I am new to python and havent found anything which suggests this is probably dead easy.
The page I am scrapping is fairly simple but it completely updates every 2 minutes. I have managed to scrap all the data, but the issue is that even though the program runs every 2 minutes (I have tried through taskeng.exe and looping in the script), the html it is pulling from the website seems to refresh every 12 minutes. For the sake of clarity, the website I am scrapping has a time stamp when it updates. My program pulls that stamp (along with other data) and writes to a csv file. But its pulling the same data for 12 minutes and then suddenly the data arrives. So the output looks like:
16:30, Data1, Data2, Data3
16:30, Data1, Data2, Data3
...
16:30, Data1, Data2, Data3
16:42, Data1, Data2, Data3
16:42, Data1, Data2, Data3
where as it should be:
16:30, Data1, Data2, Data3
16:32, Data1, Data2, Data3
16:34, Data1, Data2, Data3
16:36, Data1, Data2, Data3
16:38, Data1, Data2, Data3
16:40, Data1, Data2, Data3
16:42, Data1, Data2, Data3
I think this has to do with the cache on myside. How can I force my http requests to completely refresh or force python to not store it in the cache?

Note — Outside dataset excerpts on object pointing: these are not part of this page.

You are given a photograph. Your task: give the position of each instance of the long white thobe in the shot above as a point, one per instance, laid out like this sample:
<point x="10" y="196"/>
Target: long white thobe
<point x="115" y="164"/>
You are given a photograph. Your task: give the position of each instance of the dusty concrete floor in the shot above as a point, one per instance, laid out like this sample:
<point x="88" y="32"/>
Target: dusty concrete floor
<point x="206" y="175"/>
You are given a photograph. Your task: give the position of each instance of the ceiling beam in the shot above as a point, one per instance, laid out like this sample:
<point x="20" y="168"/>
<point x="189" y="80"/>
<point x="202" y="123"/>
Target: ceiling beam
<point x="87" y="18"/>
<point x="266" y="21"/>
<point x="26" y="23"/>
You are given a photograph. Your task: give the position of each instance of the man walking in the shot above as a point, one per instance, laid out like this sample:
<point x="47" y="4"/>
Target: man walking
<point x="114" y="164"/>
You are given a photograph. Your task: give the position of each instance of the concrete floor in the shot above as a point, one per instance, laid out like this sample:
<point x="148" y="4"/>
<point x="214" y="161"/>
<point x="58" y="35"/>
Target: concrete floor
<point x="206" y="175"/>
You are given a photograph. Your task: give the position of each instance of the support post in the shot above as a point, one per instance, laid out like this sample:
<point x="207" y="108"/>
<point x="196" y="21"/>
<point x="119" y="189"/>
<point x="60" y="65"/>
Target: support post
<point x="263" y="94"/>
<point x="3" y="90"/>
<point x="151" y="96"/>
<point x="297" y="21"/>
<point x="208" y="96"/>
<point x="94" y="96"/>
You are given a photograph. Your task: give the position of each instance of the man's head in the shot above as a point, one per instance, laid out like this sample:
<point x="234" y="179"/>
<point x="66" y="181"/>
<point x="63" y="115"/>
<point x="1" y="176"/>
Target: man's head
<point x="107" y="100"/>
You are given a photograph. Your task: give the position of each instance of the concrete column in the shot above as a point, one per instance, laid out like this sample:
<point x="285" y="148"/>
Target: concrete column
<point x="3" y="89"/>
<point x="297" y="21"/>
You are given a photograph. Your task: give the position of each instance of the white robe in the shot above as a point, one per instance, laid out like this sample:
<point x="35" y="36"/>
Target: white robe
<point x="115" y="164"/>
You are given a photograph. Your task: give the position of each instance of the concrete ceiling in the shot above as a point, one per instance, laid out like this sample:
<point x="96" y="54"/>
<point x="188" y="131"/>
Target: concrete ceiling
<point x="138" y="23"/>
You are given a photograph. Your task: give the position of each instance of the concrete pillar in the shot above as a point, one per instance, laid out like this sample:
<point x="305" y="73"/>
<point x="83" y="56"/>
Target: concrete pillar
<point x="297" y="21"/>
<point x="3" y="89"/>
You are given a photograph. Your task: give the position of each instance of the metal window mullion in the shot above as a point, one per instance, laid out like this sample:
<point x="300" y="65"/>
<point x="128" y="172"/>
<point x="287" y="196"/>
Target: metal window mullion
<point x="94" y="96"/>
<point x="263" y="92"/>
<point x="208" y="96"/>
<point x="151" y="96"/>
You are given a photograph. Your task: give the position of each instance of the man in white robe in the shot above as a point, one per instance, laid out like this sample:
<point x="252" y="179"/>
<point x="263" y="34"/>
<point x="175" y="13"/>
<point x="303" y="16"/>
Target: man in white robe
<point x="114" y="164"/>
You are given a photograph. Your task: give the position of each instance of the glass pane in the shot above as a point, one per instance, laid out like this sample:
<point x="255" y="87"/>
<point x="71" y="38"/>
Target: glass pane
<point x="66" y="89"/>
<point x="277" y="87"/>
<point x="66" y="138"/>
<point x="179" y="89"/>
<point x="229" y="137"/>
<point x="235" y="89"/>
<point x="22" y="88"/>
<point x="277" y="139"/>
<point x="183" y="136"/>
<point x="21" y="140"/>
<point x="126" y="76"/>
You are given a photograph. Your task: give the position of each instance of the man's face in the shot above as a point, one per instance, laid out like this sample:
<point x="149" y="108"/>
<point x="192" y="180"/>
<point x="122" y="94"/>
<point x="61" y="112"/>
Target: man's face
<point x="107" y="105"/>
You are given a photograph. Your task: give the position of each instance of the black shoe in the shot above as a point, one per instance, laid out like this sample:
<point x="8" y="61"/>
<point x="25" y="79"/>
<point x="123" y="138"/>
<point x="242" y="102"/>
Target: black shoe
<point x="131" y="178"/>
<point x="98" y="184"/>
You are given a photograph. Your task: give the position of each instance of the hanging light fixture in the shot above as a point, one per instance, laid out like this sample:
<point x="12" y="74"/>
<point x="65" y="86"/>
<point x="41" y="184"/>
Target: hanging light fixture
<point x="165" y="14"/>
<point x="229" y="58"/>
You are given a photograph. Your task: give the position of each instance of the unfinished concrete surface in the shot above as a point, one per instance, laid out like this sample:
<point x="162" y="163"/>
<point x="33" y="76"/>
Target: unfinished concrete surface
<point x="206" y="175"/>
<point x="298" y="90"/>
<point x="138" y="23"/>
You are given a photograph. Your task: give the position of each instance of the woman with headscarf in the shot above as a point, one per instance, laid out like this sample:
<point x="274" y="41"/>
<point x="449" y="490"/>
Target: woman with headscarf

I am using BeautifulSoup and Mechanize. My code for the http request is below:
mech = Browser()
url = "http://myurl.com"
page = mech.open(url)
html = page.read()
soup = BeautifulSoup(html)
If it helps to post all my code, I can do that. Thanks in advance for any advice
You could use a simpler tool like
requests.But if you really want to stick with mechanize you can also skip the Browser() stuff (which is probably introducing cookies into your requests). Check the mechanize docs for more details.